News travels slowly in these times, but over the seas in America, people quite like the idea of having individual rights. The new American colonies decide to take some of the ideas in the Magna Carta and turn them into their own laws.
However, King George III starts to behave a bit like King John and decides to tax the 13 American colonies without their consent. Bad move. The colonies reject British rule and come together to overthrow the authority of Great Britain.
Declaration of Independence
The colonies decide to form a new nation—the United States of America. They announce this in the United States Declaration of Independence. But the Declaration was not just about independence from Britain.
It also recognised that all men were free and equal.
The Americans decide to set up a system of government that made sure that no one person could have all the power. They create a Constitution that divided power between the three main branches, the Congress, the President and the Courts. This means that there are checks and balances in place so that people’s rights are protected.
Meanwhile on the other side of the world
Captain Cook claims Australia - the Great Southern Land - for England. The English bring their laws and ideas about individual rights and freedoms with them to Australia. Not that this helped many people, as most of the English arrivals are convicts and have limited rights. And Aboriginal and Torres Strait Islander people aren’t given any rights at all!
The British learnt from their mistakes in America and allow the Australian colonies to set up their own parliaments and govern themselves.
At the beginning on the 20th century, the colonies get together and decide they need a government for the whole country...
In 1901, the six Australian colonies came together and created the Australian Constitution, a document which established Australia as an independent nation and set up a national Parliament.

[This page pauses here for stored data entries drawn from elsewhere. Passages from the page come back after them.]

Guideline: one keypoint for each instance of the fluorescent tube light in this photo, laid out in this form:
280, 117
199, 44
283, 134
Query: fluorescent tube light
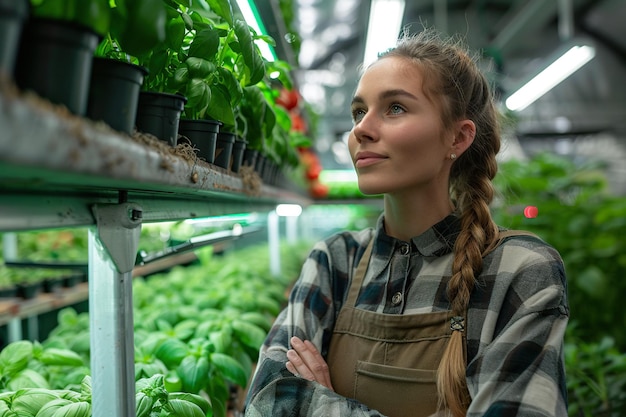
253, 18
563, 67
285, 210
383, 27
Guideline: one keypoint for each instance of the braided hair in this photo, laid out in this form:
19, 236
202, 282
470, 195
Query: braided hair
454, 80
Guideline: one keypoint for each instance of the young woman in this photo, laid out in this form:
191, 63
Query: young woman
436, 310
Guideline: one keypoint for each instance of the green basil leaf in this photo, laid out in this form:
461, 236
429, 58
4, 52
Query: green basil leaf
228, 80
171, 352
61, 357
230, 368
219, 106
15, 356
199, 96
194, 373
200, 401
205, 44
175, 33
199, 67
145, 26
223, 9
253, 61
249, 334
27, 378
29, 401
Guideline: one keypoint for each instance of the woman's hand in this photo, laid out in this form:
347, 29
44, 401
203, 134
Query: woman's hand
305, 361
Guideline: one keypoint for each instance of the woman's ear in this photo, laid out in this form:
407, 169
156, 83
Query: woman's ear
464, 137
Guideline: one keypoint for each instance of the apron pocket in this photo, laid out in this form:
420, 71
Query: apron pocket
396, 391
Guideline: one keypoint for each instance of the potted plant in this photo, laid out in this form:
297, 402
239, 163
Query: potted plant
13, 13
60, 36
116, 78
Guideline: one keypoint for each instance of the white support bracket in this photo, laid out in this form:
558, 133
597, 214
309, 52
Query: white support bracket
112, 250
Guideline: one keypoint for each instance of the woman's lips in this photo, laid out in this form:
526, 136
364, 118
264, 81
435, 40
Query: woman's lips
367, 158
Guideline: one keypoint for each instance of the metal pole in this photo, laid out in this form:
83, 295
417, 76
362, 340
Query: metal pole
112, 251
273, 237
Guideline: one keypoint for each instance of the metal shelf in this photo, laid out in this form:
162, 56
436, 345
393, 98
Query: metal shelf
54, 168
59, 170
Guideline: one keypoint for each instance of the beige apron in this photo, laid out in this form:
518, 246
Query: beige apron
387, 361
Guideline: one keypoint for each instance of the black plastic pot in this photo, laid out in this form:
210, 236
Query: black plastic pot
224, 149
202, 135
55, 59
114, 93
259, 164
13, 13
249, 157
239, 148
159, 114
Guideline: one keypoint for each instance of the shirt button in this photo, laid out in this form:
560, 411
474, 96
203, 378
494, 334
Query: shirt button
396, 299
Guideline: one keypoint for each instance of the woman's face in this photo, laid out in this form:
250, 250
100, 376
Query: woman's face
397, 143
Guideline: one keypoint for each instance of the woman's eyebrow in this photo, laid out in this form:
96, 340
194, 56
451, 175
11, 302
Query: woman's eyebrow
396, 92
385, 95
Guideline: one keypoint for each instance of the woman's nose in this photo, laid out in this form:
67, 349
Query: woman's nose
366, 129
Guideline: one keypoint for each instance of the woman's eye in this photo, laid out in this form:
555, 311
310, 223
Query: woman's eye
396, 109
357, 115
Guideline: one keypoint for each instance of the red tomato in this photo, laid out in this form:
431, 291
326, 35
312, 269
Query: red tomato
297, 123
318, 190
288, 99
313, 171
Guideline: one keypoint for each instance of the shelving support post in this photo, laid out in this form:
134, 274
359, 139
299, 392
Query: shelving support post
112, 250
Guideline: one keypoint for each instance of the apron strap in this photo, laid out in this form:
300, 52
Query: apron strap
503, 235
359, 275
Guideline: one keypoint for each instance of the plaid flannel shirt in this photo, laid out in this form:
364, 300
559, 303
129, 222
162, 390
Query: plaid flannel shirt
516, 320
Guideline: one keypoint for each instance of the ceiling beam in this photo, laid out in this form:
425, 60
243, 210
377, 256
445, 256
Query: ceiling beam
519, 23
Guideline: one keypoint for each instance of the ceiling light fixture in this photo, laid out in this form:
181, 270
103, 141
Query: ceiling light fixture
253, 18
383, 27
559, 70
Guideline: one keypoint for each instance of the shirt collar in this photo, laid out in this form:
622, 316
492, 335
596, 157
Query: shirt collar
436, 241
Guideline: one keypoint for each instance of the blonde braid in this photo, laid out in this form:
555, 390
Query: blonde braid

But still not everyone is treated equally by the law in this new Australia.
World War 1
Then we had one terrible war.
World War 2
And then we had another
Millions of people are killed simply because of who they are, or what they think, or what they believe.
After more than 60 million people lose their lives in World War II it is clear that nations must work together to protect the rights of all human beings.

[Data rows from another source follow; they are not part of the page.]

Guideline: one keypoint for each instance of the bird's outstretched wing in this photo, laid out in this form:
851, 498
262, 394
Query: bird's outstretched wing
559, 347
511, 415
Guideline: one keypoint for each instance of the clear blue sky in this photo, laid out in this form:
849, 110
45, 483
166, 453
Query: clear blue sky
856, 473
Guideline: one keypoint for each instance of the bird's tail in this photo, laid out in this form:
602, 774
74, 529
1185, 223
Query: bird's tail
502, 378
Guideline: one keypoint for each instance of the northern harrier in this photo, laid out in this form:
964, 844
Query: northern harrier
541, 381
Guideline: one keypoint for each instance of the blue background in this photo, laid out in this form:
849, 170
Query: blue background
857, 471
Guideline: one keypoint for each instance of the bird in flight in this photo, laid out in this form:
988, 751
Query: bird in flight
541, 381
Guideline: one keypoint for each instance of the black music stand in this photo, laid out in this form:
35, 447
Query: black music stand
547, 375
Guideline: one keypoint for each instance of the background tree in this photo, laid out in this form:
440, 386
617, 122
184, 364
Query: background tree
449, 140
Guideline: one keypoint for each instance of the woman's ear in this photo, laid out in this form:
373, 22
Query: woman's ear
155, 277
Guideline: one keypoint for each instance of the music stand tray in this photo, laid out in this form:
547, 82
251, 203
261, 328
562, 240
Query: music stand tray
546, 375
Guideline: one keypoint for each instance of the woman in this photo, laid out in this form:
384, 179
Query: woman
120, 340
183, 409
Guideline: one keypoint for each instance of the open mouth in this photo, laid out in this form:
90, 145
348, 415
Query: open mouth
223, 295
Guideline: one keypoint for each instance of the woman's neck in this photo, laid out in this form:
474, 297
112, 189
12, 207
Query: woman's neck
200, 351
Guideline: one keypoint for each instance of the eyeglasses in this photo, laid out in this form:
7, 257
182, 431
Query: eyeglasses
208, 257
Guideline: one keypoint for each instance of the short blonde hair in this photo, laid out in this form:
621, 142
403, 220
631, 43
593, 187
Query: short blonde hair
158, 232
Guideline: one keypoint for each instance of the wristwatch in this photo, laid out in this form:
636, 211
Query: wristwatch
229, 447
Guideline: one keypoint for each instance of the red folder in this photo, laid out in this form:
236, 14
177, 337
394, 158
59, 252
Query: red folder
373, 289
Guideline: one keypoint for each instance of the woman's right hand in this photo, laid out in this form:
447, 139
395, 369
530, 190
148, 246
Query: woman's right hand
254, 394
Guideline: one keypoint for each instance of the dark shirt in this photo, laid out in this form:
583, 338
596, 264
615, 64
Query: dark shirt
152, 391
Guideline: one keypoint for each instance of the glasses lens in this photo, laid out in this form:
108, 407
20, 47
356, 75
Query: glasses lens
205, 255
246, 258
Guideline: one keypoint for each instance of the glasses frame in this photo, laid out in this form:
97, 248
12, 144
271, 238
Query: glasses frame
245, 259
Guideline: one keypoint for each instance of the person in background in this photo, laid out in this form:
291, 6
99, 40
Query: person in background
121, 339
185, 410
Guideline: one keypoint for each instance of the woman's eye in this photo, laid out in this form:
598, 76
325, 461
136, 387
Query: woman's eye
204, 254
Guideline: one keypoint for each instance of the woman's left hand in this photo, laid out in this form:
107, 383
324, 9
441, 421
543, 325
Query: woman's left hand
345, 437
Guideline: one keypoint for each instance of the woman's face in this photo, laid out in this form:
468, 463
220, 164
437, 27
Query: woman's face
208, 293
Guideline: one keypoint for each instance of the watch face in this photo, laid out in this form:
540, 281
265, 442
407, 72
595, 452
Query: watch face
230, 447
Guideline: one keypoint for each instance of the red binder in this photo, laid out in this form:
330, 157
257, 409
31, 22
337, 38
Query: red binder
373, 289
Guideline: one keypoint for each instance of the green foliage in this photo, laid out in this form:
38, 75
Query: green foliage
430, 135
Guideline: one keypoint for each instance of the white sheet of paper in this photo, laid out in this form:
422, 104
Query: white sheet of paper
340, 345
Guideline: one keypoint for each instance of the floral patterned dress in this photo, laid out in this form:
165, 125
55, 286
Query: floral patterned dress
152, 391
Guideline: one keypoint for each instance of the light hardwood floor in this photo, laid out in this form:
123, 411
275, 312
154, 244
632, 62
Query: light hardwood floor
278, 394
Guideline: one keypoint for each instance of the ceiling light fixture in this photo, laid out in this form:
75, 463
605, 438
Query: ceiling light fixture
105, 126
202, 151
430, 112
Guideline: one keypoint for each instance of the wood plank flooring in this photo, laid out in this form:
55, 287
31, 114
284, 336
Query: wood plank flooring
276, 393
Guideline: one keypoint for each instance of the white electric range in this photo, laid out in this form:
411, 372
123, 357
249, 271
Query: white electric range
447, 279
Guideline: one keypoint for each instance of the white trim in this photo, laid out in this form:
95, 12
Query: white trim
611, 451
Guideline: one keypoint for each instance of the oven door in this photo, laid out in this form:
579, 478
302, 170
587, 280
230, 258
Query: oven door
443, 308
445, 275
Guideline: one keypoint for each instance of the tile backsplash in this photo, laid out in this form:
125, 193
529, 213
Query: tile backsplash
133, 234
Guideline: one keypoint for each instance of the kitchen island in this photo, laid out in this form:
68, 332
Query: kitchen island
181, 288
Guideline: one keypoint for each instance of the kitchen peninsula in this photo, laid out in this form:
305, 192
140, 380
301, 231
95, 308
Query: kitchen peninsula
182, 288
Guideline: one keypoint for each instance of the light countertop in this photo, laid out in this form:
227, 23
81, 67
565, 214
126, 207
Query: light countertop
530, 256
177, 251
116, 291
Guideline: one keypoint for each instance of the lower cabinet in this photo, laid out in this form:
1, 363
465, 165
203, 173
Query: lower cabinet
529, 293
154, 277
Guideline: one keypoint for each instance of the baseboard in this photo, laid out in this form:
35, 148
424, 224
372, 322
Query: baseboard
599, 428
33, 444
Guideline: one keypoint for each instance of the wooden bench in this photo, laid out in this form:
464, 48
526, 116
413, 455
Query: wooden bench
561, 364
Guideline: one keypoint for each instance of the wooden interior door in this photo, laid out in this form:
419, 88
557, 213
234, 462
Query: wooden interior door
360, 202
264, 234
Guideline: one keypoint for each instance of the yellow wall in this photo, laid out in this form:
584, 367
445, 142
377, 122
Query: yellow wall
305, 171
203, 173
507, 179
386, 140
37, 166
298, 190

In 1945 an international organisation is formed by 51 countries committed to preserving peace through international cooperation and collective security. This is the United Nations.
Australia is a founding member of the UN and plays a prominent role in the drafting of the Universal Declaration of Human Rights
1948 - The Universal Declaration of Human Rights.
Unlike all the Declarations, Bills and charters that came before it, the 1948: The Universal Declaration of Human Rights is concerned with everyone on the planet - not just citizens of a single nation or empire.
But what does this all mean for us today?
It means that we can’t take our rights and freedoms for granted. It took a long time to get them and many people fought hard for them.
Today, we have …
Freedom of speech – we exercise our freedom of speech whenever we text, tweet, blog or make any other social post
The right to vote – once over 18, we can exercise our right to vote in elections and decide the future of our country
Right to worship – we can decide whether we follow a religion, or not, and worship how we choose
The right to fair trial – we cannot be locked up by the people in power without a fair and independent trial.
However, even today these rights are not always protected equally for everyone...
In the world, some people are still treated unfairly because of their race, nationality, gender, sexuality or their age.
Some people experience violence or bullying.
So what can we do?
There’s not just one way to defend and improve our rights, it’s a job for everyone.